Peki şimdi ne olacak? Sri Lanka’yı ne bekliyor?
Radikal kitle hareketi Sri Lanka’da tarihsel bir olaya imza atarken; 9 Temmuz’da başkanlık sarayının basıldığı görüntüler uzun yıllar hafızalardan silinmeyecektir. Dahası kitle hareketinin bu kadarla yetinmek istemediğini aradan geçen on günlük süreç gösterdi. Sri Lankalı emekçiler sorunun sadece Rajapaksalardan ibaret olmadığını, kitle hareketini OHAL sopasıyla hizaya çekmeye çalışacağını ilk andan itibaren ortaya koyan Wickremesinghe’ye de gösterdiler. Zira kitleler artık yaşamlarını çekilmez kılan derin ekonomik buhranın, yoksulluğun ve sefaletin mimarlarının hükmü altında yaşamak istemiyorlar.

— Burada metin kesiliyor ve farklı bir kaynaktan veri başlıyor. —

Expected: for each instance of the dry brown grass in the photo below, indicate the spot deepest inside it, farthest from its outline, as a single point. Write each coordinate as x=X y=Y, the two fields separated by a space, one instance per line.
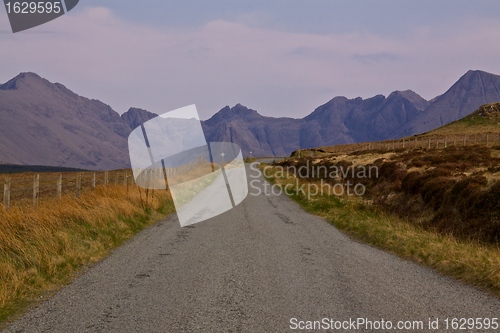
x=41 y=249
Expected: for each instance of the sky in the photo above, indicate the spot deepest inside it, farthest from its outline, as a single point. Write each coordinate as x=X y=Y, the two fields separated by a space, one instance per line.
x=282 y=58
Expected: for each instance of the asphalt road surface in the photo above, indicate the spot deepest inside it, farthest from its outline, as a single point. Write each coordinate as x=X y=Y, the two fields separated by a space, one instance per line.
x=262 y=267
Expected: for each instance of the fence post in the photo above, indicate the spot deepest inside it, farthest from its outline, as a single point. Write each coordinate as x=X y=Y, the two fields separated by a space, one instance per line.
x=78 y=179
x=6 y=194
x=36 y=190
x=59 y=187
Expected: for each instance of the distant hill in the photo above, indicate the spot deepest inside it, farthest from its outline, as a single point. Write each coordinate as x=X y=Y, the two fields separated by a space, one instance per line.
x=135 y=117
x=342 y=120
x=44 y=123
x=472 y=90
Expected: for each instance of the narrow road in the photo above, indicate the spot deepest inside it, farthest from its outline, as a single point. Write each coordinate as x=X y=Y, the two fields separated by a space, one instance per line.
x=251 y=269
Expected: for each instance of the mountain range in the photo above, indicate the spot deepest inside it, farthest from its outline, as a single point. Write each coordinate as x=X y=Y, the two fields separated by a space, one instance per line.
x=44 y=123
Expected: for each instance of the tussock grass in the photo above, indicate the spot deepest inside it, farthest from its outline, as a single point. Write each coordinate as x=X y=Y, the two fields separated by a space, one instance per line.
x=470 y=261
x=42 y=249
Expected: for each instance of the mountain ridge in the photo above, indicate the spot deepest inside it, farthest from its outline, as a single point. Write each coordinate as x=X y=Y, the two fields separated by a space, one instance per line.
x=45 y=123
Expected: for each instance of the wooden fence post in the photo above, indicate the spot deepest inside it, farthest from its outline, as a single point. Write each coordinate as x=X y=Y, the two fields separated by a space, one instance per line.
x=6 y=194
x=78 y=180
x=36 y=190
x=59 y=187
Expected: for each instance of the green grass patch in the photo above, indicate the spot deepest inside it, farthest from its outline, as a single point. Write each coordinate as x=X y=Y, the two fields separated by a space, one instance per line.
x=469 y=261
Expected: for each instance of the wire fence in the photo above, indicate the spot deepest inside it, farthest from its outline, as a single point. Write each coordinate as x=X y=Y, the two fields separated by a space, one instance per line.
x=30 y=188
x=418 y=142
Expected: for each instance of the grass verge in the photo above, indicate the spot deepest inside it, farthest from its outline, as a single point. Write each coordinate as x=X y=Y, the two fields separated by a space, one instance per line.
x=472 y=262
x=43 y=249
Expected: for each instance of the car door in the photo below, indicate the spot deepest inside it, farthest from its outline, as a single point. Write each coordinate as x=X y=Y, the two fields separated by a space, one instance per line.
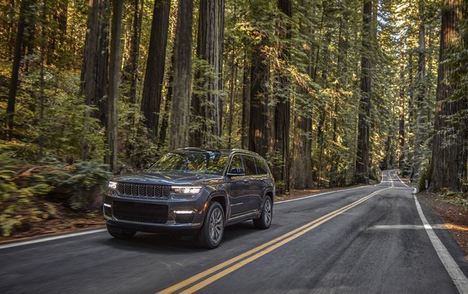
x=263 y=174
x=253 y=189
x=237 y=185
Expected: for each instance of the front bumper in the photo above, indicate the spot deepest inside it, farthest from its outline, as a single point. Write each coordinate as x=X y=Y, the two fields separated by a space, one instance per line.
x=152 y=215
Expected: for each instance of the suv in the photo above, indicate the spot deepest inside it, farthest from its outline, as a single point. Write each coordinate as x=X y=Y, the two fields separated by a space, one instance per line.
x=192 y=189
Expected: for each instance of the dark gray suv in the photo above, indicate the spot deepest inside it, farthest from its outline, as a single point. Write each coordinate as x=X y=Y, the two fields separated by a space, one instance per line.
x=195 y=190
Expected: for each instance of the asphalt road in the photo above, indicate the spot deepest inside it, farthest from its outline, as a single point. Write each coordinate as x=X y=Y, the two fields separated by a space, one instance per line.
x=369 y=239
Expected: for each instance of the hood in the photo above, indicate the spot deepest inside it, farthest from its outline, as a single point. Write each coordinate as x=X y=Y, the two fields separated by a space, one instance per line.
x=168 y=178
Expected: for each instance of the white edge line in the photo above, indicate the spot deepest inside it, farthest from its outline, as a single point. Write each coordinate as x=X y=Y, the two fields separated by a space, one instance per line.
x=46 y=239
x=320 y=194
x=458 y=277
x=52 y=238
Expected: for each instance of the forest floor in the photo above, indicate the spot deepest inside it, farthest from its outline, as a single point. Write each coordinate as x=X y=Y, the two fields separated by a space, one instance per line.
x=64 y=222
x=454 y=213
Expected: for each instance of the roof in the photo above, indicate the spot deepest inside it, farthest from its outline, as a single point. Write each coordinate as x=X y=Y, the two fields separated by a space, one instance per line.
x=223 y=151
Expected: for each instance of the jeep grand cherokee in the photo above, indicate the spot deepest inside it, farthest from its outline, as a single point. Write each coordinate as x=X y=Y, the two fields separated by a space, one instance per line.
x=192 y=189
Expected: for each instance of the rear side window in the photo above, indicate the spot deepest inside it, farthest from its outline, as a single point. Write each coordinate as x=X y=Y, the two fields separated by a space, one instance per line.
x=249 y=164
x=262 y=168
x=236 y=165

Sri Lanka bu koşullar altında yeni başkanını belirleyecek bir seçime gidiyor. 20 Temmuz’da rejimin ruhunu yansıtan Sri Lanka parlamentosu ülkenin yeni başkanını belirleyecek. 225 koltuklu parlamentonun 100 koltuğu Rajapaksaların partisinin elinde. Yani eski rejim bir ölçüde, iktidar partisinden kimi kopuşlar yaşanacak olsa bile, yeni dönemin en büyük belirleyicisi olacak. Kim seçilirse seçilsin, önceliği kitlelerin öfkesiyle darmadağın olan düzeni yeniden restore etmek ve yıkımdan kurtarmak olacak. Burada şimdiye kadar kitlelerin karşısına fazla çıkarılmayan ordunun önemli bir rol oynayacağını tahmin etmek zor değil. Yeni seçilecek başkan, göstermelik demokrasi örtüsünün arkasında süngünün üzerinde oturmak zorunda kalacaktır.

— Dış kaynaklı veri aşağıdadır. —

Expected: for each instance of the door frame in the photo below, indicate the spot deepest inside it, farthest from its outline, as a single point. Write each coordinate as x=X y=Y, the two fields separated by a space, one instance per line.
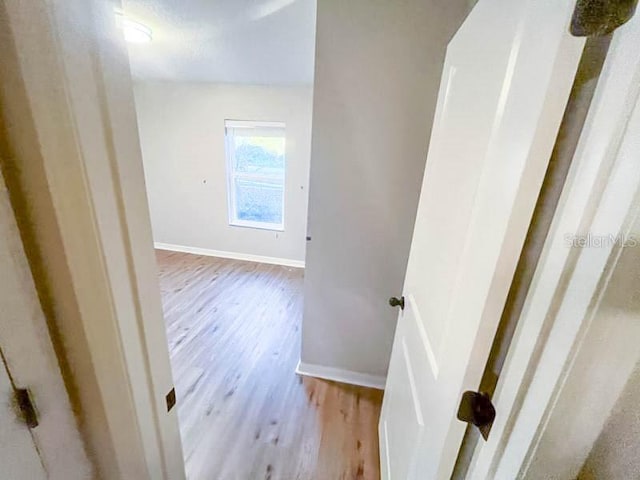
x=75 y=167
x=600 y=195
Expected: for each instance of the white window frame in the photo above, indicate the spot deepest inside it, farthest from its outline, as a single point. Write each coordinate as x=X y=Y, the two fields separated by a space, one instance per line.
x=234 y=221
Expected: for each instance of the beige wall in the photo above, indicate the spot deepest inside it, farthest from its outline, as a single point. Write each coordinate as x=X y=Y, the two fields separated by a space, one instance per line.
x=182 y=137
x=378 y=67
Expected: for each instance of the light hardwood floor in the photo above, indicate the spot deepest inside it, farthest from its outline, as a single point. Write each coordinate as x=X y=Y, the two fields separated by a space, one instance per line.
x=234 y=339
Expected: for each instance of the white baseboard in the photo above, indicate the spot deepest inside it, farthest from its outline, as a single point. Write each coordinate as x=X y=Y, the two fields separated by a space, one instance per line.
x=234 y=255
x=340 y=375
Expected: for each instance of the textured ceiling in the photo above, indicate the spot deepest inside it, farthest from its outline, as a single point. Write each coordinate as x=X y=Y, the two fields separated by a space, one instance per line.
x=266 y=42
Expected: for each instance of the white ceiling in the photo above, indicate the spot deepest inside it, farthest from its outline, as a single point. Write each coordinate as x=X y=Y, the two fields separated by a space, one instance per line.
x=266 y=42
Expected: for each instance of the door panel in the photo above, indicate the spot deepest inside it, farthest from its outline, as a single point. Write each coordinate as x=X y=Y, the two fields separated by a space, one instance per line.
x=506 y=80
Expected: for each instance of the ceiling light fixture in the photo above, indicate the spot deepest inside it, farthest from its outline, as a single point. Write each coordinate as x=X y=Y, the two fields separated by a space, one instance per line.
x=134 y=32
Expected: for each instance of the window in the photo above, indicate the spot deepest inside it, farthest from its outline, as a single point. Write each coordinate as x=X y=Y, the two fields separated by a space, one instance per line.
x=256 y=172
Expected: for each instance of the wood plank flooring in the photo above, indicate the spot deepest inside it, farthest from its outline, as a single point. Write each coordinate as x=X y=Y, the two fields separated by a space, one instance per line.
x=234 y=340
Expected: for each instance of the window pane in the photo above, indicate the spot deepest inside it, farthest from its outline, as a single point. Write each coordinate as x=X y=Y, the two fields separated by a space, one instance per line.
x=259 y=201
x=259 y=155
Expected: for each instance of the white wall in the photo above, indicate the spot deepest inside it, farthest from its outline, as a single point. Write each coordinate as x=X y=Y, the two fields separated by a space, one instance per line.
x=182 y=137
x=615 y=453
x=378 y=67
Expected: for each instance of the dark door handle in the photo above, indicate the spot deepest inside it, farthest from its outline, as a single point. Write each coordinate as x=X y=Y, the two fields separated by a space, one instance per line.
x=397 y=302
x=476 y=408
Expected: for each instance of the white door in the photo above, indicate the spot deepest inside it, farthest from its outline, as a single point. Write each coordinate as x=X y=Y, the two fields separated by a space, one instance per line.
x=53 y=449
x=19 y=458
x=506 y=80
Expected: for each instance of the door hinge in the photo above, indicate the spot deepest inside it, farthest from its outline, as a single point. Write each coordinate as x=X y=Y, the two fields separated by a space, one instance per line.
x=476 y=408
x=26 y=407
x=397 y=302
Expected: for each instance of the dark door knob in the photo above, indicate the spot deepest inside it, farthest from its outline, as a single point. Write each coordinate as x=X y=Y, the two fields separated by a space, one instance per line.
x=397 y=302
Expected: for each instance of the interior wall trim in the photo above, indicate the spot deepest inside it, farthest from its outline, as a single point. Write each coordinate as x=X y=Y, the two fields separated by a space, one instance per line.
x=341 y=375
x=233 y=255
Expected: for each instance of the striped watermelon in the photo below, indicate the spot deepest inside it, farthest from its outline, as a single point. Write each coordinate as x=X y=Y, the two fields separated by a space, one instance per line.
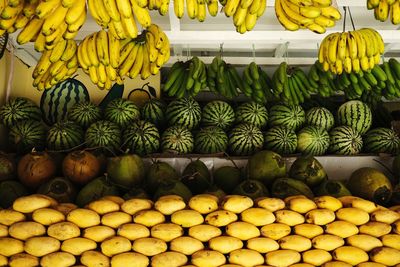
x=281 y=140
x=103 y=134
x=154 y=112
x=122 y=111
x=312 y=140
x=56 y=101
x=185 y=112
x=381 y=140
x=218 y=113
x=345 y=141
x=84 y=113
x=245 y=139
x=252 y=113
x=290 y=116
x=355 y=114
x=18 y=109
x=320 y=117
x=210 y=140
x=142 y=138
x=26 y=135
x=177 y=139
x=64 y=135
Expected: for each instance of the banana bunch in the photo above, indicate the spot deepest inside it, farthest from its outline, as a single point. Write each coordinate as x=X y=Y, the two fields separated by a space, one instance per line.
x=196 y=9
x=385 y=8
x=315 y=15
x=56 y=65
x=120 y=16
x=44 y=22
x=244 y=12
x=351 y=51
x=144 y=55
x=291 y=84
x=256 y=84
x=186 y=78
x=323 y=81
x=99 y=57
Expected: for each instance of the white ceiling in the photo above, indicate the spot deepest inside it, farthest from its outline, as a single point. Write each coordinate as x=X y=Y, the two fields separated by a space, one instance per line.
x=267 y=42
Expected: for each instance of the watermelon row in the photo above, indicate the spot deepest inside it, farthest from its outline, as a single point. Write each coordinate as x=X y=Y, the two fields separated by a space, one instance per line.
x=183 y=126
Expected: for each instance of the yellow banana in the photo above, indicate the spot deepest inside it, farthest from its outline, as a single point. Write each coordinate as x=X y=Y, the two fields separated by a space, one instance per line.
x=44 y=9
x=283 y=19
x=31 y=30
x=179 y=8
x=137 y=66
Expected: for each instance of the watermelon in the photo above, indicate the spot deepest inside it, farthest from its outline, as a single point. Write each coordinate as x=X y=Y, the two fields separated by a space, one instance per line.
x=355 y=114
x=103 y=134
x=210 y=140
x=281 y=140
x=344 y=140
x=177 y=139
x=320 y=117
x=185 y=112
x=218 y=113
x=290 y=116
x=18 y=109
x=142 y=138
x=313 y=141
x=252 y=113
x=84 y=114
x=64 y=135
x=245 y=139
x=56 y=101
x=122 y=111
x=154 y=112
x=26 y=135
x=381 y=140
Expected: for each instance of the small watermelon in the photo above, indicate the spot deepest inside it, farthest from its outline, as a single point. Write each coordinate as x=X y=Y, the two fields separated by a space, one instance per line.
x=56 y=101
x=355 y=114
x=141 y=138
x=18 y=109
x=344 y=140
x=290 y=116
x=26 y=135
x=281 y=140
x=84 y=113
x=320 y=117
x=210 y=140
x=103 y=134
x=185 y=112
x=64 y=136
x=245 y=139
x=218 y=113
x=177 y=139
x=122 y=112
x=252 y=113
x=313 y=141
x=381 y=140
x=154 y=112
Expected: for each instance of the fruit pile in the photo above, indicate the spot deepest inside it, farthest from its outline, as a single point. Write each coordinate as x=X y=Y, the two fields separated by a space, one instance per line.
x=315 y=15
x=351 y=51
x=324 y=231
x=385 y=8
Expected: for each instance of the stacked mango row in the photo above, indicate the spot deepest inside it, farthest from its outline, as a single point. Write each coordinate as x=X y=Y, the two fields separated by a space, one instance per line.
x=236 y=231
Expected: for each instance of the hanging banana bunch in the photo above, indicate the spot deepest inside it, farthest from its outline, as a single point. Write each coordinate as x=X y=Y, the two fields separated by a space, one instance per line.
x=43 y=22
x=385 y=8
x=315 y=15
x=196 y=9
x=244 y=12
x=56 y=65
x=120 y=16
x=351 y=51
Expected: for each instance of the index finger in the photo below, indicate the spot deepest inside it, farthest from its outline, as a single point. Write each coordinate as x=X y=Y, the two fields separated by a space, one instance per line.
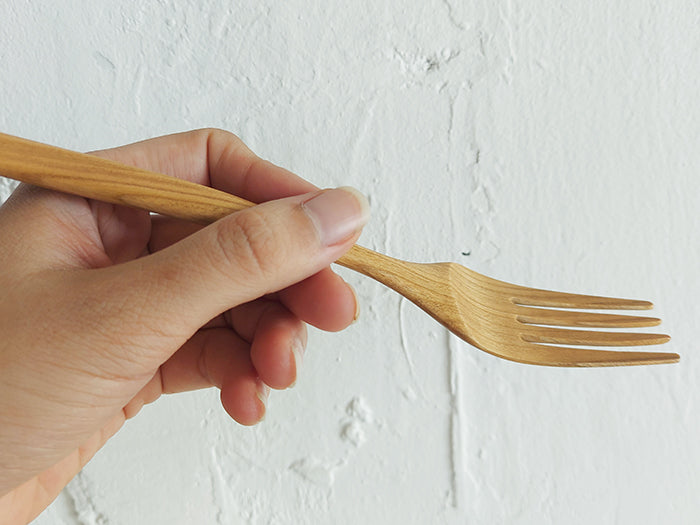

Kitleler de bunun farkında ve köklü bir değişimin eski rejimin kalıntıları üzerinden gerçekleşemeyeceğini idrak edebilecek durumdalar. Nisan ayından bu yana parlamentoyu hedef alacak şekilde, eylemlerde “225 defol” sloganı hayli ön plandaydı. Şimdi bu parlamentonun seçeceği yeni bir “Rajapaksa”yla yetinmelerini beklemek pek gerçekçi olmayacaktır.
Sri Lanka’da Suların Durulması Neden Zor?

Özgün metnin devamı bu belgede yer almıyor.